According to recent census data, just over 50 percent of Brazilians declare themselves as being black or mixed-race. However, watching 30 minutes of terrestrial Brazilian television, you’d think the country is overwhelmingly white. Black faces on national TV are still tragically rare. Moreover, when black actors do feature in these multi-million dollar novelas, they are almost always cast in subservient roles, such as maids, janitors and criminals.

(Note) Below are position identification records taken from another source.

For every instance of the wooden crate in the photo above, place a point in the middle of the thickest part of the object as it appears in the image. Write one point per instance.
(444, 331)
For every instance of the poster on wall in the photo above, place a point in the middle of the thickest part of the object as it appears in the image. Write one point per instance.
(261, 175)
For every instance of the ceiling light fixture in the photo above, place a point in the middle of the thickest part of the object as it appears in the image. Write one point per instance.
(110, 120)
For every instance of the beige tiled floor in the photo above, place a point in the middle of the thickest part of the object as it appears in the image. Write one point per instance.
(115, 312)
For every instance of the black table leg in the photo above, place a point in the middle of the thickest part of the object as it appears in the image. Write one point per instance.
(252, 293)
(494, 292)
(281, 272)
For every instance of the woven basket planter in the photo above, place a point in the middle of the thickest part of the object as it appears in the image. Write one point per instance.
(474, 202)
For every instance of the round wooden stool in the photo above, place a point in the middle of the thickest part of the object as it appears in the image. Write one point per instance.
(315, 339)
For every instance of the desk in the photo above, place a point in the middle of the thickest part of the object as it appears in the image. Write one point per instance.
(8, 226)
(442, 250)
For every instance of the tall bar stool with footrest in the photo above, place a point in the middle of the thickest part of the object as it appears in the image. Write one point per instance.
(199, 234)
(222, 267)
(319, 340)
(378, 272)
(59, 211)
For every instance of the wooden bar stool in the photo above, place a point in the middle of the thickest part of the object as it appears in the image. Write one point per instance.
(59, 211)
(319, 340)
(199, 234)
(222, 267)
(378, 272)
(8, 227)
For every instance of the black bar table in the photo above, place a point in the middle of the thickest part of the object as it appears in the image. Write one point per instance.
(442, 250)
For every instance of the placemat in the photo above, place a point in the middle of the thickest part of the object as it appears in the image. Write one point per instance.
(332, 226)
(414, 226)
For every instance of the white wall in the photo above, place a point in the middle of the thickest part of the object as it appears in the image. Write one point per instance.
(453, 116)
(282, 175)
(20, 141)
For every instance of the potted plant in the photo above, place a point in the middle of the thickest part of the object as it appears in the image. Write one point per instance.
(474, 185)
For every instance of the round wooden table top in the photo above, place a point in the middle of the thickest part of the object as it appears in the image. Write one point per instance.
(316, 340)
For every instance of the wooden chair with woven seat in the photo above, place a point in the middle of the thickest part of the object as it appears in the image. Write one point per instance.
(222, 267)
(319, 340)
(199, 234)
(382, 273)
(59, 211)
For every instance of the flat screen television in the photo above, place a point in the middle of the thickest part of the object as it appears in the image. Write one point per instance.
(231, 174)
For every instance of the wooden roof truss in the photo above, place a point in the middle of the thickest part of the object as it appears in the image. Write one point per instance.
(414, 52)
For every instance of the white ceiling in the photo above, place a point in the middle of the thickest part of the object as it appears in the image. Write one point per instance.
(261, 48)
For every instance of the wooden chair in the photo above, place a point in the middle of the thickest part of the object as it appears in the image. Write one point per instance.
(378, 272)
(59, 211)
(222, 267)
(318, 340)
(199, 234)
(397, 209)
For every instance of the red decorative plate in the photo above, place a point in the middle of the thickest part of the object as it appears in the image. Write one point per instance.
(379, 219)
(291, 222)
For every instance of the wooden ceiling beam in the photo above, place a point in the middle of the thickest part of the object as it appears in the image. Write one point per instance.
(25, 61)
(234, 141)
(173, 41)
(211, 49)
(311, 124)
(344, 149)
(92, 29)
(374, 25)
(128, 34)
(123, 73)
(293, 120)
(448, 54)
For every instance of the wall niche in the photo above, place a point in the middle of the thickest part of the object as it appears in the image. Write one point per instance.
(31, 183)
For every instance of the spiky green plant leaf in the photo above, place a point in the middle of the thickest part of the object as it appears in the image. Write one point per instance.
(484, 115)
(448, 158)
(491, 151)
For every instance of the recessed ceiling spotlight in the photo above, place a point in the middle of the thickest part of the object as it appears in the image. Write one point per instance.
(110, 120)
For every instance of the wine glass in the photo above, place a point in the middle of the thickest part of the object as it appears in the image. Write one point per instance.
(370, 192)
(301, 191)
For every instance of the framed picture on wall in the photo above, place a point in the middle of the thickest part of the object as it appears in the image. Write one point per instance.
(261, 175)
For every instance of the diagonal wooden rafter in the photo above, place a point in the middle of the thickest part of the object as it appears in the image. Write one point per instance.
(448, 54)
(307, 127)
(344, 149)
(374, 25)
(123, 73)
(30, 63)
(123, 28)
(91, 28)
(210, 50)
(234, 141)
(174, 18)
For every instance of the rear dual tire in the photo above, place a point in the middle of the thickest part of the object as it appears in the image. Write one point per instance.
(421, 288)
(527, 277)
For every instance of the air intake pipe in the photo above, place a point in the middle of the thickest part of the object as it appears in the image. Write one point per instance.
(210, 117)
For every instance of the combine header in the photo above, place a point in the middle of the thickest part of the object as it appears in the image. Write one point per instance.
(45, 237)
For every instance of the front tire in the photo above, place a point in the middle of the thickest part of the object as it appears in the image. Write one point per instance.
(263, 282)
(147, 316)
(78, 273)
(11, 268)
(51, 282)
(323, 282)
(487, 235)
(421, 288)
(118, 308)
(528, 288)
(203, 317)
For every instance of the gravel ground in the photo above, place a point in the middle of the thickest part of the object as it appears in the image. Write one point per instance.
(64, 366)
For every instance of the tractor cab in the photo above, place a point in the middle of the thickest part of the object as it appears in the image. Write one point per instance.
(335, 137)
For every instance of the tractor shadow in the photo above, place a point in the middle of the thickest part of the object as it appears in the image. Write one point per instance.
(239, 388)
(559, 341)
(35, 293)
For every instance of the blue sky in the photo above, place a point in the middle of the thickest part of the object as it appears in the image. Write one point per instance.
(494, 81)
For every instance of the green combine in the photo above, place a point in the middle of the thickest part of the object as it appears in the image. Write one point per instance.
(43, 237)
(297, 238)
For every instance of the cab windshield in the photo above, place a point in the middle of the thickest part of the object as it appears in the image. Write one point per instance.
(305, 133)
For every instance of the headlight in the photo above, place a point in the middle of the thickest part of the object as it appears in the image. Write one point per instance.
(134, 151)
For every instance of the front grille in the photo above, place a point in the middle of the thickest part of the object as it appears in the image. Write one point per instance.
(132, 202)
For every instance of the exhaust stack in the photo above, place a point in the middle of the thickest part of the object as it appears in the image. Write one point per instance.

Besides the prejudiced representation on screens, there have also been several instances of blatant racism in the history of the Brazilian novela. One of the most prominent cases was in 1994’s Pátria Minha (My Homeland), where in one particularly harrowing scene the character Raul Pelegrini (played by actor Tarcísio Meira) berated and racially abused his black servant Kennedy (played by Alexandre Morenno). The novela was subject to numerous complaints from Brazilian black movements for the terror and submissiveness of the abused servant, in an exchange which harked back to old master and slave relations.
More recently, Brazilian actor Taís Araújo became the first black woman to be given the leading role in a novela when she starred as Helena in 2009’s Viver a Vida (Live Life). While this was an important step, Araújo’s character was strangely marginalized throughout the novela, despite her top billing. One particular scene, in which Helena was violently assaulted by her white counterpart, gathered similar complaints to those for Pátria Minha.
Brazilian society has changed drastically over the last 15 years. During the government of former president Luiz Inácio Lula da Silva, millions of predominantly black individuals managed to escape poverty and concurrently a new lower middle-class was formed, an ascendant majority non-white group with increased purchasing power. For the longest time, however, this was not reflected on television. Black characters on novelas were still exclusively working-class or impoverished, with servile jobs.
Recently, this trend has begun to change, albeit gradually. In 2015, a light-hearted comedy novela aired which starred two black actors, real life husband-and-wife duo Lázaro Ramos and Taís Araújo, cast as a successful pop star, the eponymous Mister Brau, and his businesswoman wife, Michele.
The opening episode portrayed the two lead characters moving into their new luxury apartment in Rio de Janeiro and, upon seeing two black people playing in the swimming pool, the couple’s white, upper-middle-class neighbors decide to call security thinking the pair are trespassing. Though filmed in a light-hearted, comedic manner, the scene managed to serve as a biting criticism of the reality of the ascending black middle-class struggling to be accepted.
The program has consistently received high audience figures and has now completed three seasons, being renewed for a fourth in 2018.
Another important example of increased black representation in novelas came in 2013, with the International Emmy-winning Lado a Lado (Side By Side), which had a large number of black actors in its cast and portrayed early 20th century Rio de Janeiro and the aftermath of the abolition of slavery in 1888. While touching on important themes and including several strong black characters, Lado a Lado was by no means a huge breakthrough, with only a third of the cast being black and many of the protagonists only gaining success due to acceptance or assistance from their white “savior” counterparts.
Despite their particular issues, these two examples show how the ethnic makeup of Brazilian television, particularly its prime-time novelas, is beginning to change for the better, becoming gradually more and more representative of modern Brazilian society.